The categorical response options of the DID-PQ cannot be treated as continuous scores. Therefore, correlations with a criterion measure that would typically be conducted to examine construct validity of PRO instruments cannot be used. Instead, the 10 DID-PQ items were compared to the global preference item using categorical analyses so that concordance between the two instruments could be assessed. For these analyses, the five DID-PQ response options were collapsed into three categories by combining the “prefer” and “strongly prefer” response options. Thus, the DID-PQ and global preference items had the same three levels of response: prefer dulaglutide device, prefer semaglutide device, and no preference between devices.
These three-level responses were compared to responses on the global preference item in three ways: (1) percent agreement, (2) Gwet’s AC1 statistic [13, 14], and (3) the prevalence-adjusted and bias-adjusted Kappa (PABAK) statistic [15]. The Gwet’s AC1 and PABAK statistics were used to assess concordance instead of the traditional Kappa statistic because Kappa is sensitive to uneven data distributions [16]. For example, when there is high agreement in situations with an uneven distribution of responses across the possible response options (e.g., high prevalence observed for one response option), Kappa may not accurately represent concordance [16]. Gwet’s AC1 is similar to Kappa, but it uses a different definition of chance agreement with a more realistic assumption that only a portion of the observed ratings will potentially lead to agreement by chance [13]. Thus, it is more robust to an uneven distribution of data. The PABAK statistic defines and incorporates both a bias index and prevalence index into its calculation of the estimate of chance agreement, therefore mitigating potential effects of rater bias and overall prevalence [15]. The Gwet AC1 and PABAK statistics were interpreted using benchmarks commonly used to interpret agreement statistics. For example, values over 0.80 are thought to indicate “almost perfect” agreement or “very good” agreement [17, 18].

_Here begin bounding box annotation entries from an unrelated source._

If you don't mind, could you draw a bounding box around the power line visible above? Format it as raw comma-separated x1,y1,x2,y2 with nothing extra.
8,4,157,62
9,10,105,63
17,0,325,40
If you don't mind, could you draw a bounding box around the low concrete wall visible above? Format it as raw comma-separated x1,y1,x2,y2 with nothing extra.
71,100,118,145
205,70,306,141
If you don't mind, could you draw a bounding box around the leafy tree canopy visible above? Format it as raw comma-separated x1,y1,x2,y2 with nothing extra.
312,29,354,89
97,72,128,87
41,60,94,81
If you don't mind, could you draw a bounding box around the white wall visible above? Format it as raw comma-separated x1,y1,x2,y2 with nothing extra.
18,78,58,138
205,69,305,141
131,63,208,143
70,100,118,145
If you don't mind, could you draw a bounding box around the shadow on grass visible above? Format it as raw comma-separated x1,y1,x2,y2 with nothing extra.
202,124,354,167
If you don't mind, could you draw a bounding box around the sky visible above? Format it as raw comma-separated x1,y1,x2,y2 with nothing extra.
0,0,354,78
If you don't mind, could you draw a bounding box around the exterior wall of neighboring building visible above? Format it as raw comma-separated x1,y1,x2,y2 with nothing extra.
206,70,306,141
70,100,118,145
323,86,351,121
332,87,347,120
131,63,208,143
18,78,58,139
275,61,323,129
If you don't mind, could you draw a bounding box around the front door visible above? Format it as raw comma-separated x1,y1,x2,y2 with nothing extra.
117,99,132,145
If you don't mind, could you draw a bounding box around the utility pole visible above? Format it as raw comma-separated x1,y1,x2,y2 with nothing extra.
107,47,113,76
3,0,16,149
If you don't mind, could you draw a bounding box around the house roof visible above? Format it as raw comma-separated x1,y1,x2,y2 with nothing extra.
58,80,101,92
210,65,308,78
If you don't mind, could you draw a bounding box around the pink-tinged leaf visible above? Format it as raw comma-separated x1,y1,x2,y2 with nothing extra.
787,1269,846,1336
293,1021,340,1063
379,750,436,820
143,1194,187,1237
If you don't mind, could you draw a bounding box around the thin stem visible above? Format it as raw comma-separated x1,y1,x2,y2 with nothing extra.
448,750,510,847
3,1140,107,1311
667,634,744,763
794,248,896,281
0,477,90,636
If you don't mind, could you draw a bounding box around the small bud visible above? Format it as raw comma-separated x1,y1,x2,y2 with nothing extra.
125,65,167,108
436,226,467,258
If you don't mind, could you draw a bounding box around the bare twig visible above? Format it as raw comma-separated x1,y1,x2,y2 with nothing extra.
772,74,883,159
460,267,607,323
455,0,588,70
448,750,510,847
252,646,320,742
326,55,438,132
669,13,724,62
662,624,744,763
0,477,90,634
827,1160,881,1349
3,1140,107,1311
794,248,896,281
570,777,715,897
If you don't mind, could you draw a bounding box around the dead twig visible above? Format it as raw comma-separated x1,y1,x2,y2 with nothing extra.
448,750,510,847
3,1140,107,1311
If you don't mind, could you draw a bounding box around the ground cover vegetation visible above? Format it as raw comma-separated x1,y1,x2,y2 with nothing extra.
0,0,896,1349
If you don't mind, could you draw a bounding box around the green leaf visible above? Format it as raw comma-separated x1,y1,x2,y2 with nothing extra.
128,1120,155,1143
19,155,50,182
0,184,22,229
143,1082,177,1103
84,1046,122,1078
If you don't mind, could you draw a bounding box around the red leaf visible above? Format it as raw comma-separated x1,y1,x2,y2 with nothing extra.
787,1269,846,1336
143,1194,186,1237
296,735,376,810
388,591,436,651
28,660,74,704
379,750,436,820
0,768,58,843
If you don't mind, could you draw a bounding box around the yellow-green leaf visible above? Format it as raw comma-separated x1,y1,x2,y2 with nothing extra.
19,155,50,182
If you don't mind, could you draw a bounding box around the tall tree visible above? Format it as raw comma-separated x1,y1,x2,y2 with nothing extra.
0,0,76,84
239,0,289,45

To determine whether significantly more participants preferred one device over the other with regard to each item of the DID-PQ, comparisons between devices were performed according to the following steps: (1) participants who provided a neutral response for an item were dropped from analysis of that item; (2) for each item, responses were grouped into two categories (prefer dulaglutide device or prefer semaglutide device); and (3) a two-sided binomial test was performed to determine whether the difference in preference between the devices was statistically significant. This test assessed whether the proportion indicating preference for one of the two devices differed from 0.5. For each DID-PQ item, the null hypothesis was that the probability of preferring one of the devices was 0.5, which would indicate that an equal number of respondents preferred each device. If the binomial test yielded a significant p-value, then the null hypothesis could be rejected, which would mean that significantly more participants preferred one device over the other.